A implementação de mais programas de cuidados de saúde traz muitos desafios. Um deles é a infraestrutura limitada: grandes partes de África não têm suficiente acesso à Internet para executar projectos de IA em grande escala.

"A maior dificuldade é implantar sistemas de computação para os profissionais de saúde. Eles trabalham em locais onde as infraestruturas são fracas: sem energia, sem computadores. Por isso, temos de ponderar como implementar a inteligência artificial", diz Owoyemi.

Outro desafio são os próprios dados. A maior parte dos algoritmos de aprendizagem automática são testados em bases de dados armazenadas fora de África, o que limita a sua utilização na resolução de problemas de saúde específicos da população africana.

Um exemplo conhecido é o da genética: 95% dos dados provêm de genomas europeus, o que limita a utilização da IA na análise de genomas de pessoas não europeias e na deteção de doenças.

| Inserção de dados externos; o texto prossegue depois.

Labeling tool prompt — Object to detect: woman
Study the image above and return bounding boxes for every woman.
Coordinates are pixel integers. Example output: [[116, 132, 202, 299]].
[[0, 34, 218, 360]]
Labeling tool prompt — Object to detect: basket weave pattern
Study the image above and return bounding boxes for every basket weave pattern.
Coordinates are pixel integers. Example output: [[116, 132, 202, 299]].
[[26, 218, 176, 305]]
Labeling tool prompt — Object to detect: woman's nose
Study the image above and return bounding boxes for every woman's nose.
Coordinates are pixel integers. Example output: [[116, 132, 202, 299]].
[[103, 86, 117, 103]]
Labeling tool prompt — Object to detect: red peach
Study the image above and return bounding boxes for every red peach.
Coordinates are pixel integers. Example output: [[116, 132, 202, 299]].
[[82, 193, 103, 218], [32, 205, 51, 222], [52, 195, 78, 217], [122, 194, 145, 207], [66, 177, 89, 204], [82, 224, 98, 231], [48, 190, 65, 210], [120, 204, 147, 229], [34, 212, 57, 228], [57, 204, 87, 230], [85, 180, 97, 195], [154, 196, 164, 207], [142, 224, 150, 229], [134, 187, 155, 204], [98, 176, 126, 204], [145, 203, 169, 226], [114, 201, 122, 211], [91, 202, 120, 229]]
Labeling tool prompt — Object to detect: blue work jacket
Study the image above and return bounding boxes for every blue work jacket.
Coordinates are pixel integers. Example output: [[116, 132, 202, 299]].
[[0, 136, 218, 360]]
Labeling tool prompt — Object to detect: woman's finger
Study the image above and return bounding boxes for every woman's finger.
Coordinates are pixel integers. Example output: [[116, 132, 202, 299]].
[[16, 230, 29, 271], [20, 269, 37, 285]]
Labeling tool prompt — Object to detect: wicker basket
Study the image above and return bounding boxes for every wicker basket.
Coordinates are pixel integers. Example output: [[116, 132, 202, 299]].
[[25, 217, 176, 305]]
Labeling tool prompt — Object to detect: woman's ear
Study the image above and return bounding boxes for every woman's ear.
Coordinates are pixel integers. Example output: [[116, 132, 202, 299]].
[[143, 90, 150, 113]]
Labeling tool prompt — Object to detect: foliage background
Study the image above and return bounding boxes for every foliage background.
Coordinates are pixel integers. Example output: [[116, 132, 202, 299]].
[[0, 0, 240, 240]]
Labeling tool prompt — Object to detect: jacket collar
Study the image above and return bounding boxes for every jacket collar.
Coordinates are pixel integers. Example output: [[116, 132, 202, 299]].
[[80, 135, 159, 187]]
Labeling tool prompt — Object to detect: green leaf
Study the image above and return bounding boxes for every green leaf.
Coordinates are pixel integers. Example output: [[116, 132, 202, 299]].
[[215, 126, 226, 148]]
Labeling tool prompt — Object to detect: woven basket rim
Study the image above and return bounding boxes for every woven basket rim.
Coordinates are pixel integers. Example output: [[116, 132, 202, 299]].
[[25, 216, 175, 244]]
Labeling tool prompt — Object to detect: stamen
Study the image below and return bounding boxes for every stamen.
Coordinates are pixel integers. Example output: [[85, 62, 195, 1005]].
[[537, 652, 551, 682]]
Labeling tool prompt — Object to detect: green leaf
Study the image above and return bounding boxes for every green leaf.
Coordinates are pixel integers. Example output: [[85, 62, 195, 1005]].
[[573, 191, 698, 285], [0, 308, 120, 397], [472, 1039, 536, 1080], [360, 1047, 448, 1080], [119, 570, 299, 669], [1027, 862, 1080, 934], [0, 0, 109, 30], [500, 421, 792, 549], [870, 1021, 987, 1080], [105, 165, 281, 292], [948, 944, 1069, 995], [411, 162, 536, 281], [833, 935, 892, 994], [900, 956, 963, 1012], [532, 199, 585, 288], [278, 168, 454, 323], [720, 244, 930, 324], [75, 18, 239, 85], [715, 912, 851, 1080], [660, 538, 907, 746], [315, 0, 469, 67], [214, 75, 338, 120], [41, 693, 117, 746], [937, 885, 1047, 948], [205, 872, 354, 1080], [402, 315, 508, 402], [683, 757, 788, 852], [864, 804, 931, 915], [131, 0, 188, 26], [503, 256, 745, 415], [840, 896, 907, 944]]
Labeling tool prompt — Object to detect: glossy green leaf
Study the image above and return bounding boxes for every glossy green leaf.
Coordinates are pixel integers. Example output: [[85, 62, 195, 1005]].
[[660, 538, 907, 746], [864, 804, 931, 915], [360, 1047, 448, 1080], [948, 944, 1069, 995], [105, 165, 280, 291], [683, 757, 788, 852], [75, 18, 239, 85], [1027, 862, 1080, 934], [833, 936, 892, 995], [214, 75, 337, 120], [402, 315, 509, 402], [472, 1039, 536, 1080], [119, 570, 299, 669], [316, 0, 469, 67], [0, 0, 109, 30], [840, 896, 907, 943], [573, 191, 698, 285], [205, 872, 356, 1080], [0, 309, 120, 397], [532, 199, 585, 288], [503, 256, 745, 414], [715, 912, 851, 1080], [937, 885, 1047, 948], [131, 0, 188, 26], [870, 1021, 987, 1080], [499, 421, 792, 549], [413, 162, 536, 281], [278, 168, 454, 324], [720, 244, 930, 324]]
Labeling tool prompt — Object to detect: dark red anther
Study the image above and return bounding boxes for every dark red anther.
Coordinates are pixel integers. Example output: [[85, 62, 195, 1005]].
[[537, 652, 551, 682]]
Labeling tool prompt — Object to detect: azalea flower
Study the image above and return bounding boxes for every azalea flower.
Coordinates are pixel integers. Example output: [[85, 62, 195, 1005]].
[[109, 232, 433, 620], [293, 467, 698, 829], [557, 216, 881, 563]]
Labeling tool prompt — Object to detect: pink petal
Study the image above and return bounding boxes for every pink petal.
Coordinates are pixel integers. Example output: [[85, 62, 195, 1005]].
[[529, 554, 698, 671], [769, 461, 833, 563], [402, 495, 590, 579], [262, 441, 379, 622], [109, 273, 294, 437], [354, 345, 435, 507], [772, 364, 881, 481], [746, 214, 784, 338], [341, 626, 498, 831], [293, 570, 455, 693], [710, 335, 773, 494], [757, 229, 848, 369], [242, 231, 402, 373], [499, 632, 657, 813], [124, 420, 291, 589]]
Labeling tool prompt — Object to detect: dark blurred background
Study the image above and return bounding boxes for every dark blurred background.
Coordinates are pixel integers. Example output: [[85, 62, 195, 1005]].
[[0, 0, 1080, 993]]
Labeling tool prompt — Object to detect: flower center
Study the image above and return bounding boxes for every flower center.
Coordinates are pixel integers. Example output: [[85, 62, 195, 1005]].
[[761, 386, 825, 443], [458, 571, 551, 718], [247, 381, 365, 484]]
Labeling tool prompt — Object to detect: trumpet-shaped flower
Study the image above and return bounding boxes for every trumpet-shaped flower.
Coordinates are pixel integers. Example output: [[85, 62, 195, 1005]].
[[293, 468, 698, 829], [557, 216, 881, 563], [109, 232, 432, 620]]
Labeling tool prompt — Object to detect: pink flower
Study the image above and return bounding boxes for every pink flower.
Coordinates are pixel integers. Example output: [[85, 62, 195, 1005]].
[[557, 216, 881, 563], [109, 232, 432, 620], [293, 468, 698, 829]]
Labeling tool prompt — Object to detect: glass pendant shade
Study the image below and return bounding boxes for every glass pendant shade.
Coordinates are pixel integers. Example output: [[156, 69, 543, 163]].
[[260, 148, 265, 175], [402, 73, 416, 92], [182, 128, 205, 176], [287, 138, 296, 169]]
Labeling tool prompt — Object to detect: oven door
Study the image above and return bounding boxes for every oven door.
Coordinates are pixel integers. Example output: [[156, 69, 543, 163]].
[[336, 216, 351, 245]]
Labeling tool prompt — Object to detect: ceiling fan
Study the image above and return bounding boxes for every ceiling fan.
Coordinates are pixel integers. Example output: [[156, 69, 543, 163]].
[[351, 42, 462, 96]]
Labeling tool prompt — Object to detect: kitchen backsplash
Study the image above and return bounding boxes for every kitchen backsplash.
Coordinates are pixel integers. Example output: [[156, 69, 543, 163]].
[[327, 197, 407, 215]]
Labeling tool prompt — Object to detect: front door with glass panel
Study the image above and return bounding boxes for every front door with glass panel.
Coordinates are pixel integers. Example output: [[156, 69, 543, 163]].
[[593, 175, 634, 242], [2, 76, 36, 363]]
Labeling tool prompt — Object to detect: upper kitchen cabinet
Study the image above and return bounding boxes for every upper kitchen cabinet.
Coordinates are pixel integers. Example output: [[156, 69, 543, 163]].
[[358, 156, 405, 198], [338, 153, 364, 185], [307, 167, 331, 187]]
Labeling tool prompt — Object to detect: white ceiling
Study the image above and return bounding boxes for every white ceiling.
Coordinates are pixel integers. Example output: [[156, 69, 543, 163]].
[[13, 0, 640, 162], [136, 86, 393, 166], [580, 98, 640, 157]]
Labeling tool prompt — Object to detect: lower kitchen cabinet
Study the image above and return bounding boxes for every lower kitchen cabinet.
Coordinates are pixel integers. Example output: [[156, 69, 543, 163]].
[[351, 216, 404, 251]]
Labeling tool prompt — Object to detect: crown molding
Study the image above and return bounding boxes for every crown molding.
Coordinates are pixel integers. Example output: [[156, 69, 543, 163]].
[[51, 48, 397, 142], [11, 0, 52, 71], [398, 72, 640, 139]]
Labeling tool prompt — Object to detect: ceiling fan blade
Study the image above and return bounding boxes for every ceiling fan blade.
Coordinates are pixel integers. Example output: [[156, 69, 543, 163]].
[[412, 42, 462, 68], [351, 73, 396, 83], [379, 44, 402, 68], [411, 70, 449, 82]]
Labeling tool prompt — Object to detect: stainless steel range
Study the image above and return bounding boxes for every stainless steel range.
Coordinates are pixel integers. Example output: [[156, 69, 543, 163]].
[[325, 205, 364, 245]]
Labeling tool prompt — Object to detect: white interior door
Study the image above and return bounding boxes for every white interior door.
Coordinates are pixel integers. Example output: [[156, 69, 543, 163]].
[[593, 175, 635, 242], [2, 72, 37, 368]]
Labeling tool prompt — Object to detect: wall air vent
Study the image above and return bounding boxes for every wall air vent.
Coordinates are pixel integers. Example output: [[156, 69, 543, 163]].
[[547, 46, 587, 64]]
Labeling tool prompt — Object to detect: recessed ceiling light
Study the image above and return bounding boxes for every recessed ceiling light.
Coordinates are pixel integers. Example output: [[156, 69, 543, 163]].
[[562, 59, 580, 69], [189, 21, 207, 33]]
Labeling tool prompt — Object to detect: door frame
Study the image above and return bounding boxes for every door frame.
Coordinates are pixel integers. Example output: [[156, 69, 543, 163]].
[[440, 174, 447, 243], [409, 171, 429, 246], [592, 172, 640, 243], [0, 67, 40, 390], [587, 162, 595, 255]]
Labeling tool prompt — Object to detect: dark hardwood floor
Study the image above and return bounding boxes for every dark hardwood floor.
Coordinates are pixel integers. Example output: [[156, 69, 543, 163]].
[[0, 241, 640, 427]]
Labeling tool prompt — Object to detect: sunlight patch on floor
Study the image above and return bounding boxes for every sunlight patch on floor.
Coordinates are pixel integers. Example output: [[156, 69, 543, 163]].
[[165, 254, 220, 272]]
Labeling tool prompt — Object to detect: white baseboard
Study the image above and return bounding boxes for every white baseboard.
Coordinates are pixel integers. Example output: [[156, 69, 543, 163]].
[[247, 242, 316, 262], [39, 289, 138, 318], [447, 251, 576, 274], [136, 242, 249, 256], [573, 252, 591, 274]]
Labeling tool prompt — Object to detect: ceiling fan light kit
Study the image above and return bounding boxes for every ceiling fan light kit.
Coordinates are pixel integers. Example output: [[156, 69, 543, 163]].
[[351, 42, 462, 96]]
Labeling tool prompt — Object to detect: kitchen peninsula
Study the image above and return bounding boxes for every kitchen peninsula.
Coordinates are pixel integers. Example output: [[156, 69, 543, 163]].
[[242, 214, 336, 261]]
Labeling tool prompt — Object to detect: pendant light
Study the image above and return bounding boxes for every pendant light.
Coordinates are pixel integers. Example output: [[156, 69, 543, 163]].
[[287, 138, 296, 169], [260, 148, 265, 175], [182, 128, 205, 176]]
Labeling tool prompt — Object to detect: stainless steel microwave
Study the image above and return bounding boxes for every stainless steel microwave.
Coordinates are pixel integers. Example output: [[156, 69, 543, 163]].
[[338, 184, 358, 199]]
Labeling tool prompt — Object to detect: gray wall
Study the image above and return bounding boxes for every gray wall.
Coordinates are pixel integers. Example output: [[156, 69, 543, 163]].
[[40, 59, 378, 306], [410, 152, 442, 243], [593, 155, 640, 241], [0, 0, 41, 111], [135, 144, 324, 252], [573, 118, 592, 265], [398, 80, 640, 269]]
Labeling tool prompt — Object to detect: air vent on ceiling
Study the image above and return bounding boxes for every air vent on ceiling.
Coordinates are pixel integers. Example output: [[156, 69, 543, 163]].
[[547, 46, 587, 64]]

Mas as perspectivas estão a melhorar. Já há programas em curso em universidades africanas e empresas privadas que recolhem dados sobre cuidados de saúde em África.

A organização StopTB, por exemplo, também está a envolver mais equipas de investigação africanas na construção de novos sistemas de IA para dar resposta a preocupações de saúde específicas da região.

E também está em curso o projeto Três Milhões de Genomas Africanos (3MAG), cujo objetivo é sequenciar os genomas de três milhões de pessoas em África. Este projeto já identificou variações genéticas em grupos etnolinguísticos em África que eram anteriormente desconhecidas.